Teenage boy using the internet, SPL
Facebook or MySpace communication is not "rounded", the Archbishop said

Social networking websites, texting and e-mails are undermining community life, the leader of the Roman Catholic Church in England and Wales has warned.

Archbishop Vincent Nichols said MySpace and Facebook led young people to seek "transient" friendships, with quantity becoming more important than quality.

He said a key factor in suicide among young people was the trauma caused when such loose relationships collapsed.

"Friendship is not a commodity," he told the Sunday Telegraph newspaper.

He added: "Friendship is something that is hard work and enduring when it's right".

'Transient relationships'

Archbishop Nichols said society was losing some of its ability to build communities through inter-personal communication, as the result of excessive use of texts and e-mails rather than face-to-face meetings or telephone conversations.

He said skills such as reading a person's mood and body language were in decline, and that exclusive use of electronic information had a "dehumanising" effect on community life.

Archbishop Vincent Nichols
Facebook and MySpace might contribute towards communities, but I'm wary about it
Archbishop Vincent Nichols

Archbishop Nichols said that social networking sites such as Facebook and MySpace encouraged a form of communication that was not in his words "rounded", and would not therefore build rounded communities.

The Archbishop also warned of the danger of suicide among young people who threw themselves into a network of friendships that could easily collapse.

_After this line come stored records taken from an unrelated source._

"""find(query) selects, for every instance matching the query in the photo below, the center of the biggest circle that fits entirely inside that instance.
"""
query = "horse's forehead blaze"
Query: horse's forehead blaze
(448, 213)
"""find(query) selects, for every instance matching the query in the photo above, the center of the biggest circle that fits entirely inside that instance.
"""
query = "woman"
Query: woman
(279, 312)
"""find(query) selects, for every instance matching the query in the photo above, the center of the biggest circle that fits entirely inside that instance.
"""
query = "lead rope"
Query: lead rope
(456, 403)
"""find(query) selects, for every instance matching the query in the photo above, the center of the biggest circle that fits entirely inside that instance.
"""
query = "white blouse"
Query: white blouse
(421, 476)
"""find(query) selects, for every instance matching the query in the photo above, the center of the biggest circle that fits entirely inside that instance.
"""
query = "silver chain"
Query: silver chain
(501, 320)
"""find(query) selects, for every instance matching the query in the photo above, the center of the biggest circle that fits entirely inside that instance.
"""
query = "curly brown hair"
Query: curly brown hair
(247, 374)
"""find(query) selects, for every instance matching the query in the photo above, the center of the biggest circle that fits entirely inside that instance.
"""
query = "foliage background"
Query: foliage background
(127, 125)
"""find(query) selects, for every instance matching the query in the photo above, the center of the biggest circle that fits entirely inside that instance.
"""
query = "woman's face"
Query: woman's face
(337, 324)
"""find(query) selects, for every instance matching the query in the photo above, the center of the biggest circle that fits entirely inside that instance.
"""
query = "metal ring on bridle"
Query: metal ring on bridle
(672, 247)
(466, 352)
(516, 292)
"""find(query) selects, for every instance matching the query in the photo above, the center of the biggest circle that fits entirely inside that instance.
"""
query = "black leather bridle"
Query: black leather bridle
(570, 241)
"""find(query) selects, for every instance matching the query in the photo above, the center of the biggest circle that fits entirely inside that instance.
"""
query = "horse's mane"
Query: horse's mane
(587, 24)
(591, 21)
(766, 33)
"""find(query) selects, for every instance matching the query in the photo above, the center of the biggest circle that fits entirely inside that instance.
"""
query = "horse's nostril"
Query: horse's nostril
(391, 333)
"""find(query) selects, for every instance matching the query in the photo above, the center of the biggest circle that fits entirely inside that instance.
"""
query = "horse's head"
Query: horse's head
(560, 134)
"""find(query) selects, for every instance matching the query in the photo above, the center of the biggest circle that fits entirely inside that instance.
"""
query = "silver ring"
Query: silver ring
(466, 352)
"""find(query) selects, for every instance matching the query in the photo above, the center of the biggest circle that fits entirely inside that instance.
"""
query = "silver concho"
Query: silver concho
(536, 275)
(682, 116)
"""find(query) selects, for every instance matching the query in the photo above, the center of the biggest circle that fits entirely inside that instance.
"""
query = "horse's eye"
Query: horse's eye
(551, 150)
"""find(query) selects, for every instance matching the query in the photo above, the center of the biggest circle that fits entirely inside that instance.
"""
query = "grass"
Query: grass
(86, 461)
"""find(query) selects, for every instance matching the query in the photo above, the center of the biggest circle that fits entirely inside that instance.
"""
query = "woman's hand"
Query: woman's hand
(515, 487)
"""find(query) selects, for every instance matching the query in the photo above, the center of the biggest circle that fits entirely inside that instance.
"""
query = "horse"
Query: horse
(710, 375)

He said young people were being encouraged to build up collections of friends as commodities, and were left desolate when these transient relationships broke down.

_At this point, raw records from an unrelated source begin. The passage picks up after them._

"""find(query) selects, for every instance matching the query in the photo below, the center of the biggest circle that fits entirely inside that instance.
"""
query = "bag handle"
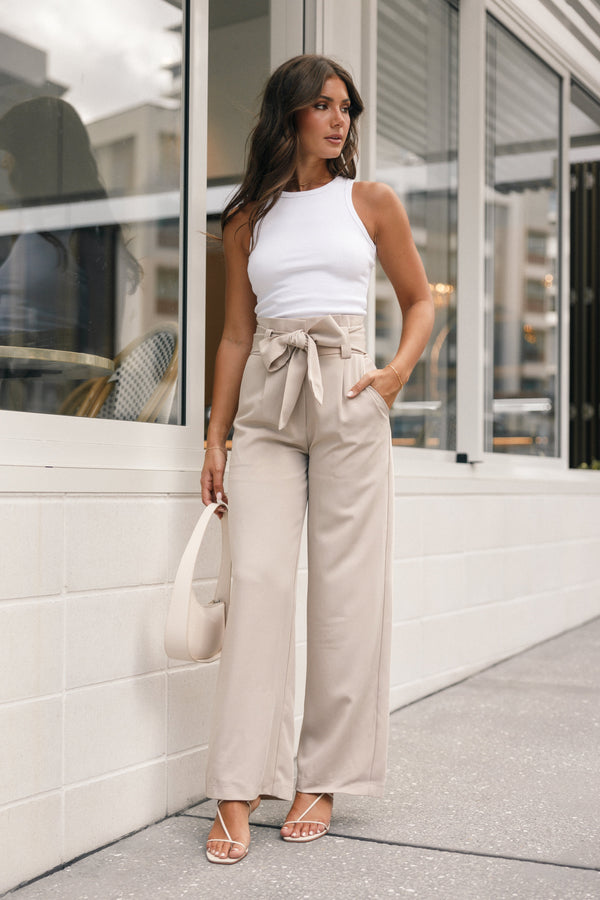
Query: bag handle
(177, 627)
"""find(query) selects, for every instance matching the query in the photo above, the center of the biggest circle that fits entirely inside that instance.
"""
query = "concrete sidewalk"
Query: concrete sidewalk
(493, 793)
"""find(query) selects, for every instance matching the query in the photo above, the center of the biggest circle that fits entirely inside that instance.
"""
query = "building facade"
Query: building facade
(484, 116)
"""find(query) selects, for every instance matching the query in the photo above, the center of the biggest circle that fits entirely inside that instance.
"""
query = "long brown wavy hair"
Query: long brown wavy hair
(273, 142)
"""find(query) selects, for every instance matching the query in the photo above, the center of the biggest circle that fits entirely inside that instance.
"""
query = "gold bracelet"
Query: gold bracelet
(400, 382)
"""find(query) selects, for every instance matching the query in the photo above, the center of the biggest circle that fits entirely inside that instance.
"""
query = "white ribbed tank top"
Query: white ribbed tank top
(312, 255)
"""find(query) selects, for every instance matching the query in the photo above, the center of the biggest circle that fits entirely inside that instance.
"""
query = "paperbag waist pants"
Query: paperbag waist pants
(298, 441)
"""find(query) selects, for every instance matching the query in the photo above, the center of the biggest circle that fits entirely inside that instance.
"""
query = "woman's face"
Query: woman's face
(323, 126)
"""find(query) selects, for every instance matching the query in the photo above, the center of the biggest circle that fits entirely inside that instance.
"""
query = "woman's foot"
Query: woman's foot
(229, 837)
(309, 817)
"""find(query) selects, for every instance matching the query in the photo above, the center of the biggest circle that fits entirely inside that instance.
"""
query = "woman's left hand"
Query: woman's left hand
(384, 381)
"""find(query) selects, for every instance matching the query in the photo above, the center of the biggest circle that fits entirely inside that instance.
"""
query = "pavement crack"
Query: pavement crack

"Facebook and MySpace might contribute towards communities, but I'm wary about it," he told the newspaper.

"Among young people often a key factor in their committing suicide is the trauma of transient relationships.

"They throw themselves into a friendship or network of friendships, then it collapses and they're desolate.

"It's an all-or-nothing syndrome that you have to have in an attempt to shore up an identity; a collection of friends about whom you can talk and even boast."